On fait généralement une distinction claire entre le concept de nation et le concept d’État qui se réfère au gouvernement et à l’administration de cette communauté. Dans le cas des pays européens que j’ai cités plus haut, il se trouve qu’ils sont passés vers le milieu du 19ème siècle à une explosion de nationalisme qui a conduit leurs dirigeants à revendiquer la primauté de la « défense des valeurs nationales et des intérêts nationaux ». La langue en particulier devint un élément fondamental de la nation. Je réfère ici au texte célèbre de l’érudit français Ernest Renan (1823-1892) « Qu’est-ce qu’une nation ? » Ces pays d’Europe en devenant des Etats-Nations ont consolidé l’importance de la langue sur leur territoire. Je ne m’étends pas ici sur cette question qui est beaucoup plus détaillée que je le présente.
Dans le cas d’Haïti, la différence saute aux yeux. On peut se poser la question s’il existe vraiment une nation haïtienne dans le sens défini plus haut. Quelle est la place de la langue dans la conscience des individus haïtiens ? En 2008, il y a encore des individus haïtiens qui pensent que le français est la langue identitaire des Haïtiens et que le créole haïtien ne joue qu’un rôle de troisième plan dans les processus identitaires haïtiens.
Quelle est la véritable religion haïtienne ? Dans quelle mesure les Haïtiens se font-ils une claire et distincte idée d’une culture haïtienne ? Le titre de l’excellent livre du célèbre anthropologue haïtien Michel-Rolph Trouillot « Haïti : State Against Nation. The Origins & Legacy of Duvalierism » (1990, Monthly Review Press, NY) constitue déjà tout un programme.
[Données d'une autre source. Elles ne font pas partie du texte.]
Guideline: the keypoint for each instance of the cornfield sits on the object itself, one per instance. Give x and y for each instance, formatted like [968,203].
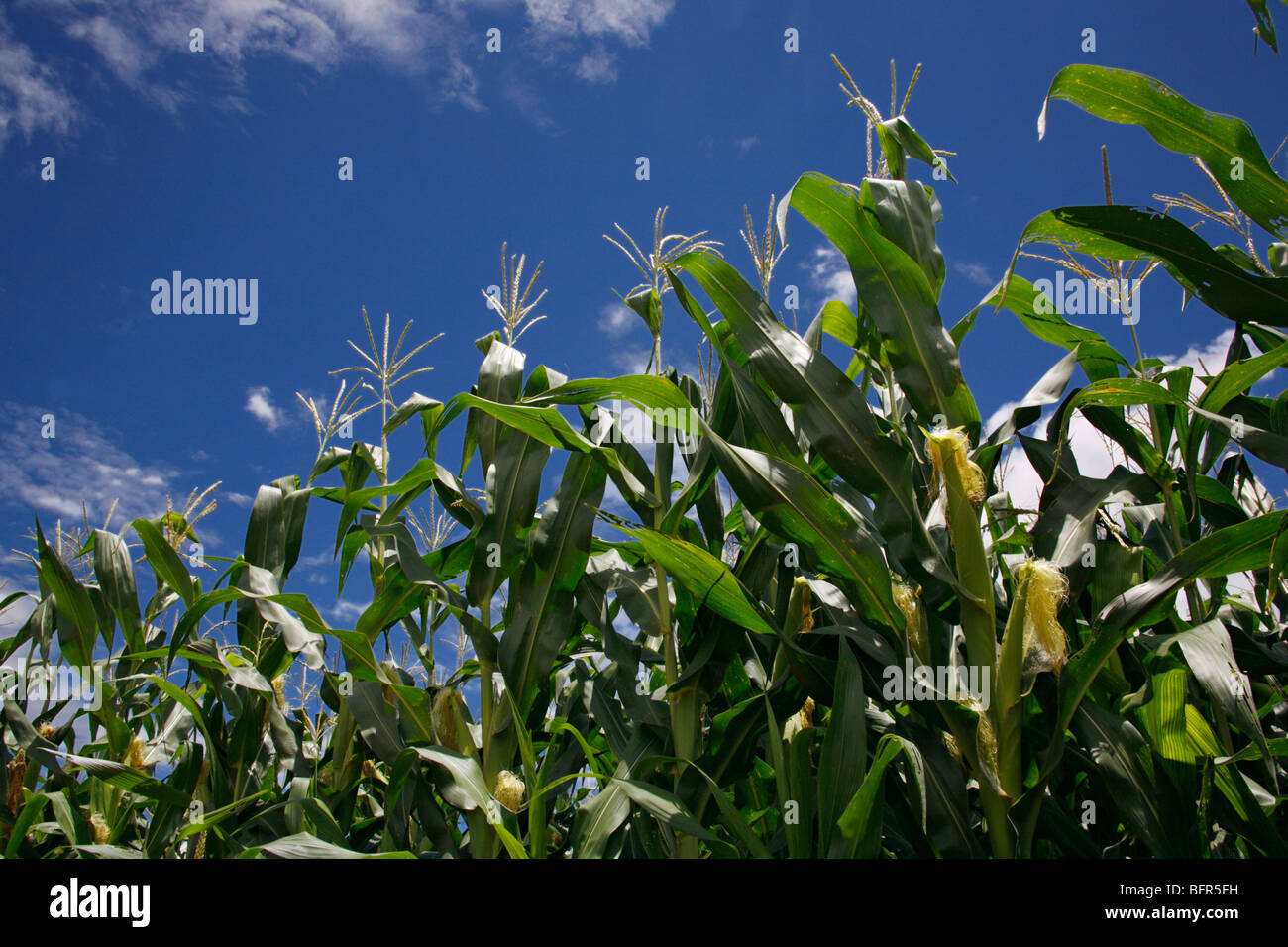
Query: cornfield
[824,629]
La société haïtienne a un long, très long chemin à parcourir avant de se défaire des obstacles structurels et historiques dressés sur son chemin depuis 2 siècles. Donc, ce n’est pas par hasard que le terme « créole » est encore utilisé pour désigner la langue parlée par tous les locuteurs haïtiens. Il est important de le faire suivre de l’adjectif « haïtien » dans les rencontres internationales pour bien signaler l’existence d’autres « créoles ». Signalons tout de même que dans un sens typologique et même historique, le substantif « haïtien » a toujours été employé par les linguistes.